Nevertheless, solidarity work, media and legal support, as well as the physical presence of as many outside supporters as possible, have helped to protect the Rossport community from a situation that could have been far worse - and enabled the campaign to continue far beyond the normal length that such struggles against the world’s largest energy companies normally last. In this sense, politics is ultimately more significant than policing: it has clearly been politicians who have set the tone at each stage of the conflict, starting from the mysterious decision of Ray Burke, the only minister ever jailed for corruption in this state, to hand over the State’s ownership of natural resources to the energy companies and ending with the sending in of the navy.
While writing this piece, fallout over police attacks on student protestors (a mounted charge on Stephen’s Green, the beating unconscious of a young woman inside the Dept. of Finance, and RTÉ being forced to show its own footage of these events after 80,000 people had watched them on Youtube) continued, and despite routine “dirty tricks” in relation to anti-bailout protests the gardaí do not seem to have a blank cheque. Indeed, a blow may unintentionally have been struck for human rights by the announcement of a cut of 1,500 from garda numbers and increased restrictions on overtime payment.
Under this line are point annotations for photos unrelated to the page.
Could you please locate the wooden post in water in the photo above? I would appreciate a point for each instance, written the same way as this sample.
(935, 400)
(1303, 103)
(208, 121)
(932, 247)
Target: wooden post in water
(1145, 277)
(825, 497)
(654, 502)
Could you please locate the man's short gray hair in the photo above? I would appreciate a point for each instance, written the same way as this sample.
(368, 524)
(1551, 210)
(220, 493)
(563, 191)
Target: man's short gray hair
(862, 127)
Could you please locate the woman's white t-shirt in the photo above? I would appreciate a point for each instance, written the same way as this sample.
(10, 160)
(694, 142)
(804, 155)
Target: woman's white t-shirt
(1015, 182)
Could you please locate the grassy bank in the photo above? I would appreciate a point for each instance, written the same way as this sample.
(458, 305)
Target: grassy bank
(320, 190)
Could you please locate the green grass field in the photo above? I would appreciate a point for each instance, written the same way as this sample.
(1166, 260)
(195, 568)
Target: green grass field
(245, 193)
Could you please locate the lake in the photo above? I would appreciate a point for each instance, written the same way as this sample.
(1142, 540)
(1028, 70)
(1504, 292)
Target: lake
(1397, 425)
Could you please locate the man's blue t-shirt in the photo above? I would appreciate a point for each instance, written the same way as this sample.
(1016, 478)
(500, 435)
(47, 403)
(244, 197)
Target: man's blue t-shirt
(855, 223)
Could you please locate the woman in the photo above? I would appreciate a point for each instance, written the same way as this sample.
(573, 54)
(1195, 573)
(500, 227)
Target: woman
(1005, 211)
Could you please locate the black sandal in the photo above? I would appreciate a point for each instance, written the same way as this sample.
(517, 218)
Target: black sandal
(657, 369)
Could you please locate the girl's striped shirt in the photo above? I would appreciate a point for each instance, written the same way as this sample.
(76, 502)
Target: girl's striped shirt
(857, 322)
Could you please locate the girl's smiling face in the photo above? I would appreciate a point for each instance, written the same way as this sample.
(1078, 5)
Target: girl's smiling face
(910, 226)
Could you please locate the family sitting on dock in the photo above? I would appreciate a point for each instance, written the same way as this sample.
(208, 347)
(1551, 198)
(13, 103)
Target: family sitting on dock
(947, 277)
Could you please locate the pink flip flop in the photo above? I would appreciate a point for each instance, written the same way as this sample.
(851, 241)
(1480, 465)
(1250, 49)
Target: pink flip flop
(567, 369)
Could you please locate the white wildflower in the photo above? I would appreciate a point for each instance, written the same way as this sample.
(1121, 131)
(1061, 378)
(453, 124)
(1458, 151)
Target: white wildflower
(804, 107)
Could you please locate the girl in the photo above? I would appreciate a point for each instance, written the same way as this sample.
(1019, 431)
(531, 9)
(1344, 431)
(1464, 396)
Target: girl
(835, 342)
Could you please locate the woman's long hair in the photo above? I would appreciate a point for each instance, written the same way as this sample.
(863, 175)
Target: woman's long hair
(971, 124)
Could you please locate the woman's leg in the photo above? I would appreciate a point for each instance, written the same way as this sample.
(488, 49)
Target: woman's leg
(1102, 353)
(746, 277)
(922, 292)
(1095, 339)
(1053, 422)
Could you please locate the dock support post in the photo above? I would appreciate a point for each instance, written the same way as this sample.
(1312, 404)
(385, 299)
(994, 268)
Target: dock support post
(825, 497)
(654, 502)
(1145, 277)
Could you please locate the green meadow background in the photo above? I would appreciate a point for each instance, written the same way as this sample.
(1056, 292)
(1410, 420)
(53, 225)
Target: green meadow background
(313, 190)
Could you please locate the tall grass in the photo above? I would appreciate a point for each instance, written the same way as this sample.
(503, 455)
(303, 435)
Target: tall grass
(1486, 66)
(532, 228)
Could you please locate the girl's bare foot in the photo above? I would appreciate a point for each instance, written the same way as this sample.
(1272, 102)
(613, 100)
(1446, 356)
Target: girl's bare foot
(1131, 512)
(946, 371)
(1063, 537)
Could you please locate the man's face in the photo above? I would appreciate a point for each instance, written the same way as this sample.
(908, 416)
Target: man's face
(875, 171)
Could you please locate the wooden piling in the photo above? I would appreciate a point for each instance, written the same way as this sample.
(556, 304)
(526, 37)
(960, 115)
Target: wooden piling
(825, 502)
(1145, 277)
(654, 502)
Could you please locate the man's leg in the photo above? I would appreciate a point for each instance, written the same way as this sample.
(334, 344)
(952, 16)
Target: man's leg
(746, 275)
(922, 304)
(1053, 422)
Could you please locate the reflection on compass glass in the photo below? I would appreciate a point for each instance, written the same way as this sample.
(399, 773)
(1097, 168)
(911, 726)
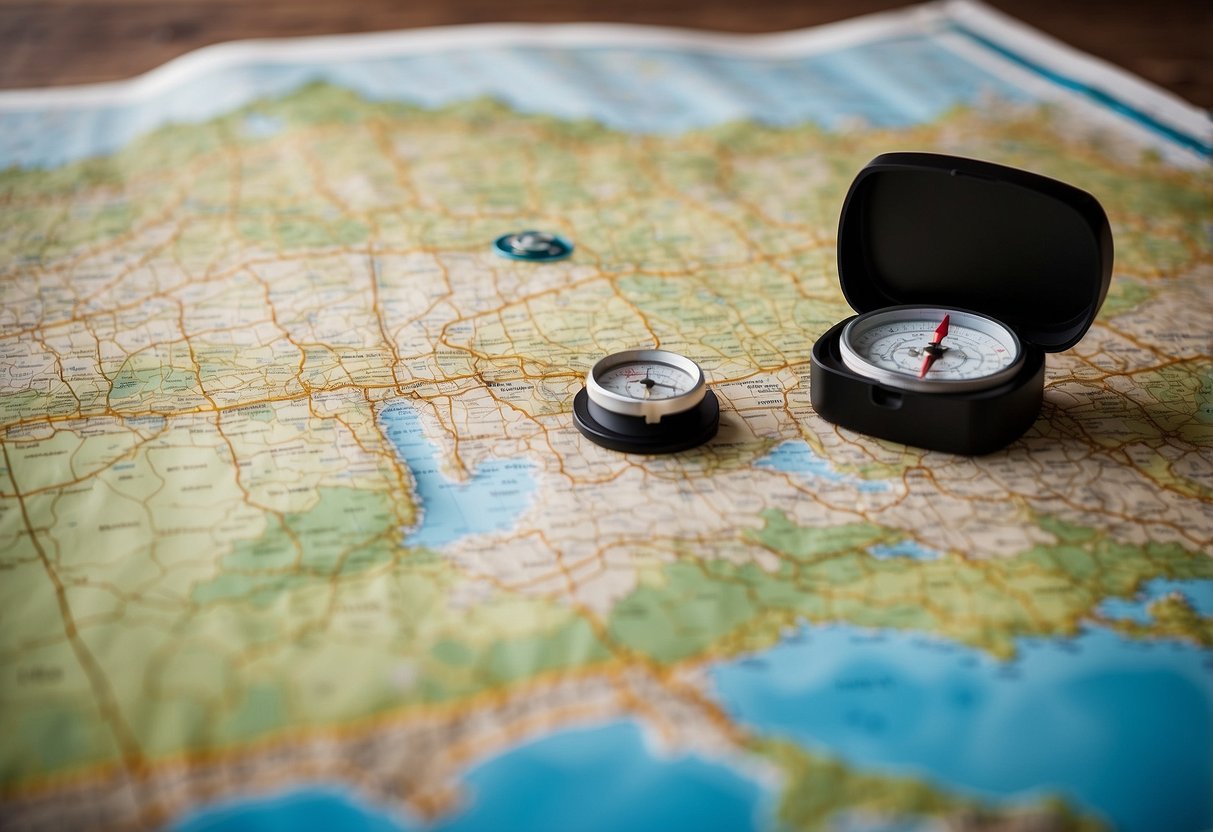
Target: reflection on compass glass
(930, 349)
(647, 380)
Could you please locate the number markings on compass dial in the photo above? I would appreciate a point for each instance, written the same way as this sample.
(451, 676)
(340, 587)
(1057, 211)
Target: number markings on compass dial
(889, 346)
(647, 380)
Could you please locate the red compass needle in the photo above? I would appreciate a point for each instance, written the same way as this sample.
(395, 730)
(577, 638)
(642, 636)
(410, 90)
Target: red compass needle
(934, 349)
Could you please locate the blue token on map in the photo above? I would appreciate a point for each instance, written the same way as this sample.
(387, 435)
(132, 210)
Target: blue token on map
(533, 245)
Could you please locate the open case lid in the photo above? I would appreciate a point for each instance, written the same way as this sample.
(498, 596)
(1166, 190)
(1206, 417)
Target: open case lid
(934, 229)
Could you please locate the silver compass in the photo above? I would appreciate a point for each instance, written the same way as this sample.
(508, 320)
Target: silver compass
(645, 382)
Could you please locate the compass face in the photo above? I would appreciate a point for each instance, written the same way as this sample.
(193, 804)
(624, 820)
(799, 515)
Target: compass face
(645, 382)
(930, 349)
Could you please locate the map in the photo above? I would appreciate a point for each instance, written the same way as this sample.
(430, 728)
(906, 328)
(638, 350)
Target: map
(296, 530)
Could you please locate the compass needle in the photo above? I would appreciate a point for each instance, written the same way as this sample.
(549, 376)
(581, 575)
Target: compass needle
(934, 349)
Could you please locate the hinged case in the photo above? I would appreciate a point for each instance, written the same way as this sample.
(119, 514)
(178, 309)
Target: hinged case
(923, 228)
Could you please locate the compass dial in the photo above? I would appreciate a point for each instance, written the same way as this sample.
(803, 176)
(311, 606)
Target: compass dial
(930, 349)
(645, 382)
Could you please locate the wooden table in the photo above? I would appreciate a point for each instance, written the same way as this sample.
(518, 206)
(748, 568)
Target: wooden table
(61, 41)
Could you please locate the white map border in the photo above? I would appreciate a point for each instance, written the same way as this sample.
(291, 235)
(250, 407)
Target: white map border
(1092, 73)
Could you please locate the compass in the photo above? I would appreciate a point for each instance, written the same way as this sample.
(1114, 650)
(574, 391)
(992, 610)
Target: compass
(647, 402)
(963, 274)
(930, 349)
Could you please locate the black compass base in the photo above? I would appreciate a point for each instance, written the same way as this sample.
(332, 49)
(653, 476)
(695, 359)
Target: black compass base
(632, 434)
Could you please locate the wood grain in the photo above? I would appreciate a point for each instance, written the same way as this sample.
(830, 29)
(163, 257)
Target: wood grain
(1166, 41)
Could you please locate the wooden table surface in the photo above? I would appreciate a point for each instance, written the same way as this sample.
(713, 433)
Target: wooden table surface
(58, 41)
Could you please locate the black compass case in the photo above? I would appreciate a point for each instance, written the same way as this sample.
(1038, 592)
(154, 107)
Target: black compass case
(934, 229)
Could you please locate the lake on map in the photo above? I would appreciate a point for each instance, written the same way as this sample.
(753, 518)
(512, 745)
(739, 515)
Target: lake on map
(490, 500)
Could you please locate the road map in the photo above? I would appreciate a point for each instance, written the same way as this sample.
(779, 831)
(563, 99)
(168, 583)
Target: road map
(296, 530)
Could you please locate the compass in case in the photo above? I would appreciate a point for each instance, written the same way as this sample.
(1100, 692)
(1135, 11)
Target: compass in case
(930, 349)
(964, 274)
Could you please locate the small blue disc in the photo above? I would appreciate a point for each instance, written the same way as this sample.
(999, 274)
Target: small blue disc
(536, 246)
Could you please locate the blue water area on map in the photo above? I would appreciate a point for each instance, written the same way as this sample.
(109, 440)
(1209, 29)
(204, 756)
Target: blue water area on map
(318, 809)
(905, 548)
(490, 500)
(1118, 728)
(1199, 594)
(888, 81)
(796, 457)
(592, 780)
(1121, 728)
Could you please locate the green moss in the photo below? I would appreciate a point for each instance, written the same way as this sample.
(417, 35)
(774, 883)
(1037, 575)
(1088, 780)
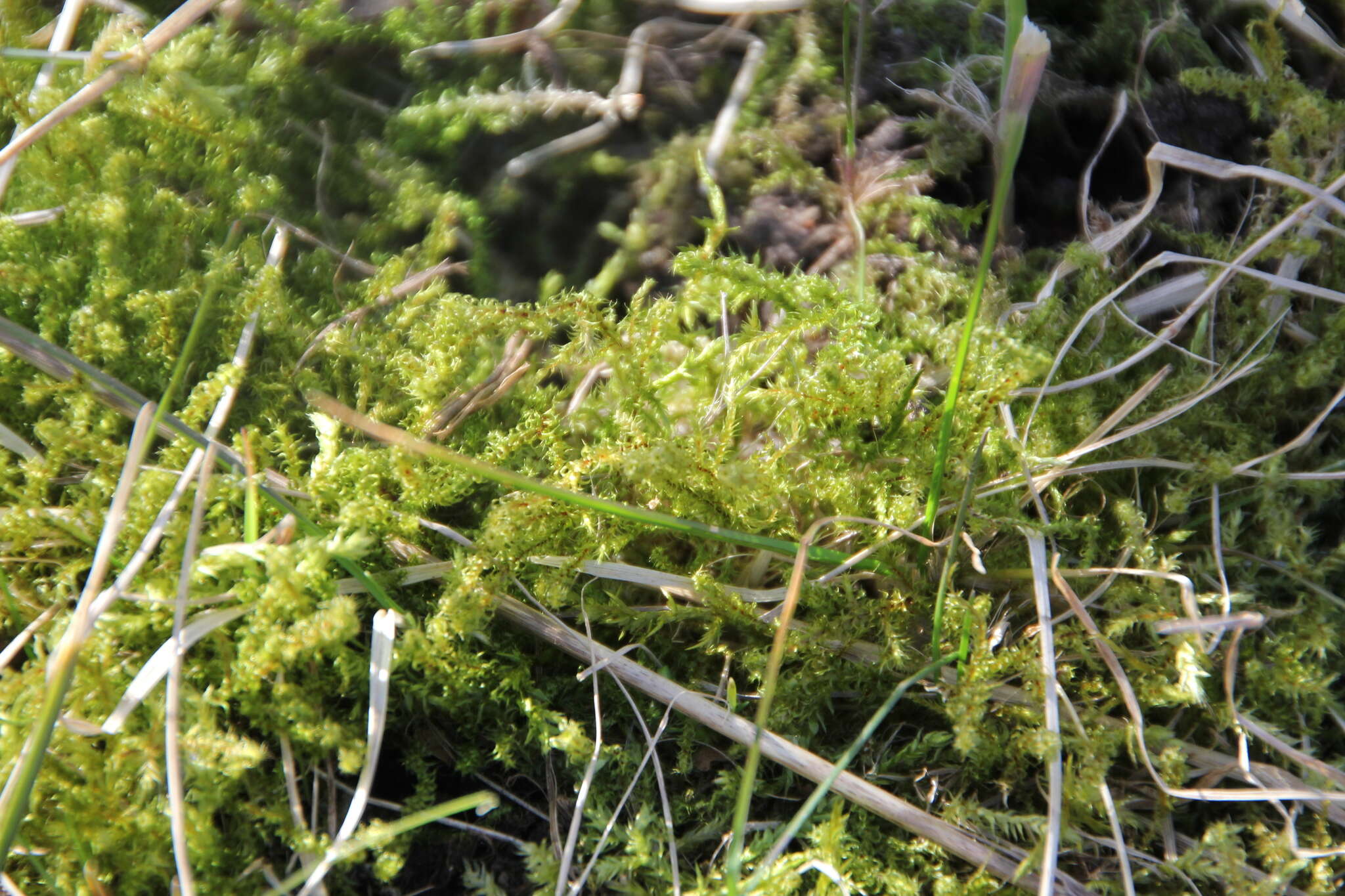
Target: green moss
(814, 405)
The battle over the police's right to decide who to attack is not finished in the Republic, and never will be so long as protestors are able to work out ways to support each other in the face of physical assault, to record events and develop effective media, legal and solidarity support. Police are not all-powerful or immune from comeback, and we can set some limits to their behaviour – in different ways in different cases, but following similar principles.